This is too many of us in the church. We are afraid of being upset with God. We are afraid of being out of alignment with His will. We are afraid of what happens if God doesn’t grant our petition, and so we give up on our prayer when we meet resistance, slowness, or unchanged/worsening circumstances and call it accepting His answer. 

But desperation is not the opposite of deference.

We come before God with humility, declaring who He is, testifying to the truth that He doesn’t change no matter our outcome, surrendering our hearts to Him, trusting Him even when our perspective can’t see the goodness of His answer or the wisdom with which He is writing the story. But we also come with boldness before our Father, asking for Him to move, to provide, to restore. And when things remain broken, when the healing doesn’t happen, when the provision doesn’t come, when the relationship remains unreconciled, we keep coming. We keep asking. We keep persisting before Him, knowing He is still good no matter His answer and that He hears us, He is moved by us, and He is able. We don’t let circumstance speak for Him; we wait on His answer as we continue in prayer.

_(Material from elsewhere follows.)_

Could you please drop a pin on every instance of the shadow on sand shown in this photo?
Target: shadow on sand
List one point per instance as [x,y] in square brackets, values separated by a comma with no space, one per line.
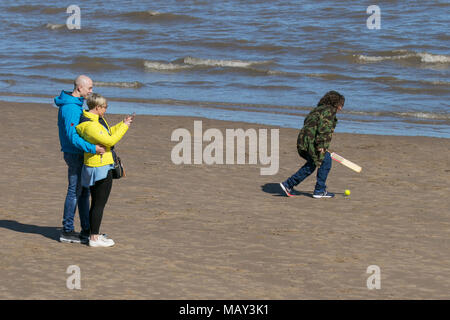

Sometimes that creates tension for us. When we persist in praying for what we earnestly believe is good, we can be let down when the answer is no. We can start to doubt that God is who He says He is. Because when we truly believe God will, it can hurt when He doesn’t. And even when we know the truth, at times our disappointment can drive us away. But God is present in it all. And this very tension that we feel can be the place where we draw into Him—with frustration, with lament, with doubt and confusion, with questions, with feelings of betrayal, with heartbreak, with whatever emotional responses come when such persistent and powerful hope seems to have failed us—and we can actually discover more of who He is in that place. Our trust can be strengthened in the disappointments as well as the victories as we depend on God through them all.

In a sermon by Tim Keller called “Petition: ‘Our Daily Bread,’ he talks about how God knows the need beneath every request. How He doesn’t remove the thorn in Paul’s side, which Paul fears will make him ineffective, but He teaches him that His strength is made perfect in weakness. How sometimes God responds to our pleas for the storm to end by calming the waters and sometimes by teaching us how to walk on them. But He is our strength in every answer. Whether of miraculous provision or of sustainment when the waters continue to rise around us.

We have nothing to fear, friends. We are safe with God whether in the provision of the impossible or the comfort when it doesn’t come. He is the same God, and He is good.

We can ask boldly. We can pray persistently. We can come to the end of ourselves and cry out in desperation, letting it be the fuel for our prayers. And we can know more of God’s heart as we do. As we contend in prayer, submitting to our only hope for salvation and provision and protection, God teaches us more of His goodness, more of His wisdom, more of His peace and comfort, and more of His love for us. 

He is a good Father, and He will never be anything less than that. We can cry out before Him in desperation, in joy and wonder, in sorrow, in praise; He never asked us to hold back.

Keep searching after His heart for you, and you will find it. Do not lose heart. Our Father hears us when we pray.

Keep praying. Keep asking. Keep persisting. Keep going to the One who loves you, who knows you, and who fights for you.